Nursing Up non si ferma e viaggia a vele spiegate verso lo sciopero del prossimo 8 aprile, che vedrà gli infermieri italiani incrociare le braccia per 24 ore, con il blocco degli straordinari per ben 6 giorni di fila.

Con il picco dell’inflazione e lo stipendio degli infermieri più che mai fermo al palo da troppo tempo, il malcontento degli operatori sanitari è sempre più diffuso lungo tutto lo Stivale. L’eco della protesta dei professionisti della salute, partito da da Rimini, Ferrara e Genova, e poi proseguito con Milano e Trento, le ultime manifestazioni in ordine di tempo del 10 e 11 marzo scorso organizzate dal Nursing Up, risuona forte fino a Cagliari e Palermo.

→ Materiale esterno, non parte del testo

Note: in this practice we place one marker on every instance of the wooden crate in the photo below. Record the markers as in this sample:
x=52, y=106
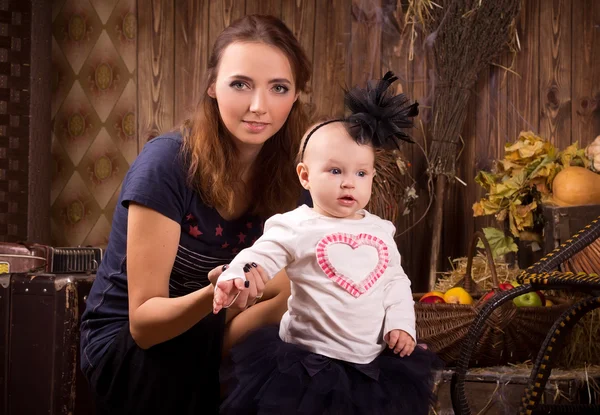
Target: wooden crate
x=498, y=390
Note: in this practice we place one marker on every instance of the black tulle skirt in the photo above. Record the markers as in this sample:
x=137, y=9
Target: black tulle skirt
x=265, y=375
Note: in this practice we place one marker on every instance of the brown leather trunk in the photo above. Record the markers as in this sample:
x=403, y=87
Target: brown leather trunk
x=20, y=257
x=41, y=349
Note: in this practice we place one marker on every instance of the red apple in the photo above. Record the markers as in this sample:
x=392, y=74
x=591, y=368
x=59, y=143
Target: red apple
x=542, y=297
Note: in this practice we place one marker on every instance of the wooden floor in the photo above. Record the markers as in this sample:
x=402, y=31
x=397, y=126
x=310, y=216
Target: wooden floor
x=498, y=390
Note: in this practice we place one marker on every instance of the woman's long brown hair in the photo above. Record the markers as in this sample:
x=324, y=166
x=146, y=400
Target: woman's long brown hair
x=209, y=148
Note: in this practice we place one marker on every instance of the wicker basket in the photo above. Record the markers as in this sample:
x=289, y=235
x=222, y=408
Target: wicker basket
x=513, y=334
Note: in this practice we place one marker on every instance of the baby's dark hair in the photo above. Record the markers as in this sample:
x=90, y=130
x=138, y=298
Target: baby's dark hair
x=377, y=117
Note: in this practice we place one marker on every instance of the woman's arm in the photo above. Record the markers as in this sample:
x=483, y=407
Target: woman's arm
x=268, y=311
x=152, y=242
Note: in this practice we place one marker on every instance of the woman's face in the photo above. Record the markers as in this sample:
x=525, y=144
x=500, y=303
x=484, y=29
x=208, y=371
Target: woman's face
x=255, y=92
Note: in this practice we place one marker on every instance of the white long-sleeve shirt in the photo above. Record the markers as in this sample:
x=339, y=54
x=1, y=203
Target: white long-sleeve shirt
x=348, y=288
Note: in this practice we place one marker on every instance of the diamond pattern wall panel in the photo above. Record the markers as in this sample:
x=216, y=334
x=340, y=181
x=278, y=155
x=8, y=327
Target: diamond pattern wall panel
x=93, y=115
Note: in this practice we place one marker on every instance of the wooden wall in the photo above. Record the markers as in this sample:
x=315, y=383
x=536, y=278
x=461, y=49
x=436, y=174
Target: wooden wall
x=556, y=92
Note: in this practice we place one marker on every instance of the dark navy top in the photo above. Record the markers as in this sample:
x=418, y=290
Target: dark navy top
x=157, y=179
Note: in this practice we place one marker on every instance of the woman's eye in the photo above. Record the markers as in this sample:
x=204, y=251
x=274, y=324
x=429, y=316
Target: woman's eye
x=280, y=89
x=238, y=85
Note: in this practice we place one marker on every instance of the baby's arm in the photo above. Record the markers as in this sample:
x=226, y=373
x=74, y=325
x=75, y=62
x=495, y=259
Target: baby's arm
x=399, y=326
x=399, y=305
x=273, y=251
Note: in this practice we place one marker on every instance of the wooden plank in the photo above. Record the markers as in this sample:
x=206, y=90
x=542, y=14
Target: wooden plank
x=366, y=42
x=40, y=136
x=221, y=14
x=586, y=71
x=330, y=64
x=271, y=7
x=156, y=57
x=555, y=72
x=191, y=54
x=523, y=96
x=299, y=16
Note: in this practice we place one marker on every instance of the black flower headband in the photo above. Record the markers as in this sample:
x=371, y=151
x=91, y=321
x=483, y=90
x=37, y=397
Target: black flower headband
x=377, y=117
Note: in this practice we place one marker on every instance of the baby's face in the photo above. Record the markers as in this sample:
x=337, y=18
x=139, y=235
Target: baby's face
x=337, y=171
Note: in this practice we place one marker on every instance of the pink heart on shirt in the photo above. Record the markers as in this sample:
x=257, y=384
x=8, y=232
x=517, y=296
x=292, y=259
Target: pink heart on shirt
x=355, y=286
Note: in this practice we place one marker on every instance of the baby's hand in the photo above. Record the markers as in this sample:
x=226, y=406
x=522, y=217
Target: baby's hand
x=226, y=292
x=401, y=342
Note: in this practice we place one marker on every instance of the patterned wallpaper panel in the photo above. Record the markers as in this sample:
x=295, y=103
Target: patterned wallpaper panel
x=93, y=115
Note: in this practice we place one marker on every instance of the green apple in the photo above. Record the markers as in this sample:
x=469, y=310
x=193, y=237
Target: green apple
x=539, y=293
x=528, y=300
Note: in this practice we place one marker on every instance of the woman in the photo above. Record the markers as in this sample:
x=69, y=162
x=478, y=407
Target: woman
x=190, y=201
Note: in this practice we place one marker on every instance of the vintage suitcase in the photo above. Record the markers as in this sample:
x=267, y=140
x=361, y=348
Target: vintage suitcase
x=43, y=345
x=20, y=257
x=24, y=257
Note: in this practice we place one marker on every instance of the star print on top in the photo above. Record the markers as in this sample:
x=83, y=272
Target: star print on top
x=158, y=179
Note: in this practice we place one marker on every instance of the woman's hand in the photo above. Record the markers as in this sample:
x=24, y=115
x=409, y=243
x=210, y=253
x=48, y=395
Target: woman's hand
x=256, y=278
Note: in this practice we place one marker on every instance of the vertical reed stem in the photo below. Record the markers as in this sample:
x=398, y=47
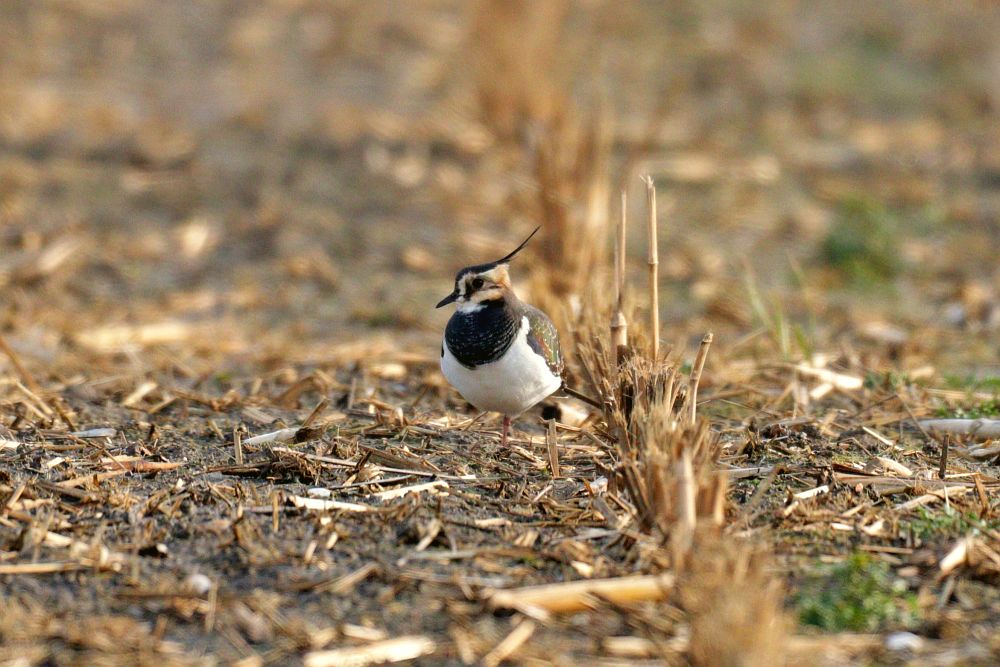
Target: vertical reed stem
x=696, y=368
x=619, y=326
x=654, y=288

Sono oggi scesi nelle strade gli operatori sanitari di un Mezzogiorno, dove, le politiche di austerity, la carenza di personale e le strutture vetuste con profonde lacune già prima del Covid, hanno rappresentato il pane quotidiano di una realtà sanitaria che ha bisogno, adesso, come non mai, di cambiare il suo volto.

Nella giornata odierna gli infermieri del Nursing Up appartenenti alle delegazioni di Sicilia e Sardegna hanno manifestato, nuovamente, per chiedere ai prefetti e ai governatori regionali di intercedere al Governo, per una valorizzazione economica della loro professione. In ballo ci sono tante “tematiche calde” che riguardano il presente e il futuro degli infermieri italiani, dallo sblocco della libera professione ad un piano di assunzioni indispensabile, fino ad una sicurezza sul luogo di lavoro che gli infermieri pretendono, alle luce degli allarmanti dati dell’Inail sulle aggressioni agli operatori sanitari.

Il prossimo 24 marzo a Verona e il 1 aprile a Torino si manifesta ancora, e poi arriverà l’annunciato sciopero dell’8 aprile, mentre nelle sedi istituzionali riprendono le delicate trattative con l’Aran per un contratto della sanità che ha ancora margini per dare agli infermieri la tanto attesa svolta.